November 12, 2005
American Society of Nephrology (ASN) Renal Week 2005, Philadelphia, Pennsylvania
Abstract SA-PO924
Session: Anemia and Bone Disease

FG-2216 Increases Hemoglobin Concentration in Anemic Patients with Chronic Kidney Disease. V. Günzler ¹, E. Muthukrishnan ¹, H.H. Neumayer ², K. Sacherer ², R. Schmidt ³, A. Mitzner ³, A. Wiecek ⁴, G. Piecha ⁴, W. Ignacy ⁴, and P. Scigalla ⁵.

1 FibroGen, Inc., SSF, CA,
2 Dept. Nephrol., Charité, Berlin,
3 Dept. of Internal Medicine, Univ. of Rostock,
4 Dept. Nephrol., Endocrinology & Metabolic Diseases, Silesian Univ. School of Medicine, Katowice, Poland
5 Int'l Clinical Research Consulting, Berlin.

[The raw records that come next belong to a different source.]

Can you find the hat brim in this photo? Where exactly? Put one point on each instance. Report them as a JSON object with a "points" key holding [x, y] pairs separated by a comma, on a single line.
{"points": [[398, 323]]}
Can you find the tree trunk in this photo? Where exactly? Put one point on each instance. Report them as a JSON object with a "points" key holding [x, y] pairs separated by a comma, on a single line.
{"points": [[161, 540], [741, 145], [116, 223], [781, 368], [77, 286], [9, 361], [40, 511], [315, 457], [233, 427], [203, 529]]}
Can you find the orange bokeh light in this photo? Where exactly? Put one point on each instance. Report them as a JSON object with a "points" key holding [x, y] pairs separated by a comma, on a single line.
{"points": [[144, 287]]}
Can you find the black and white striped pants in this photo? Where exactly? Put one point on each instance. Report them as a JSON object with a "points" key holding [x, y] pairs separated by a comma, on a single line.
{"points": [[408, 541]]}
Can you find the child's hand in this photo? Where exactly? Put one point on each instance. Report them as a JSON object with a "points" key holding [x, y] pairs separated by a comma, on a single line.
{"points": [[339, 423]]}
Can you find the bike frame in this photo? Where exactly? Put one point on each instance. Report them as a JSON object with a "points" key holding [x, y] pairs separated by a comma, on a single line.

Abstract: Two Phase 2a dose escalation studies are evaluating safety and efficacy of FG-2216, an oral drug that stabilizes hypoxia-inducible factor (HIF) and induces the HIF2 mediated natural erythropoietic cascade. One study includes rHuEPO naïve CKD patients and the other CKD patients pretreated with rHuEPO (8+ weeks of continuous therapy). FG-2216 is dosed TIW for 4 weeks with 2 weeks of followup. Dose escalation was modeled from chronic intermittent hypoxia studies in animal and man. The low dose (6 mg/kg) was expected to be non-efficacious, and the higher doses, 15-20 mg/kg, to produce significant Hb responses. By day 42, 6 mg/kg of FG-2216 produced a statistically significant mean increase in Hb of 1.3 g/dL in EPO-naïve patients (n=5). Placebo patients (n=3) experienced a mean decrease in Hb from baseline of 0.35 g/dL. In rHuEPO pretreated patients, 6 mg/kg FG-2216 given after rHuEPO withdrawal increased Hb by 1.5 g/dL in one patient while another maintained baseline levels. Four patients showed Hb decreases to varying degrees, but the mean decrease in the FG-2216 group (-0.9 g/dL, n=6) was less than in the placebo group (-1.5 g/dL, n=3). The first patient (GFR=8) receiving 20 mg/kg FG-2216 after rHuEPO withdrawal experienced an increase of 1.8 g/dL Hb within 14 days, resulting in a decision to lower the dose in this cohort. The results show that CKD patients can produce EPO despite fibrosis, dialysis stage patients respond, and FG-2216 provides clinical benefit in anemia of CKD. The rapid Hb response induced by FG-2216 cannot be attributed to EPO alone and is likely due to HIF mediated iron mobilization. Moreover, lower circulating EPO levels required to induce erythropoiesis following FG-2216 (<10% of rHuEPO) are expected to reduce the known thrombotic risk associated with high EPO concentrations and may permit correction of Hb to normal levels in CKD and a more rapid amelioration of anemia in cancer.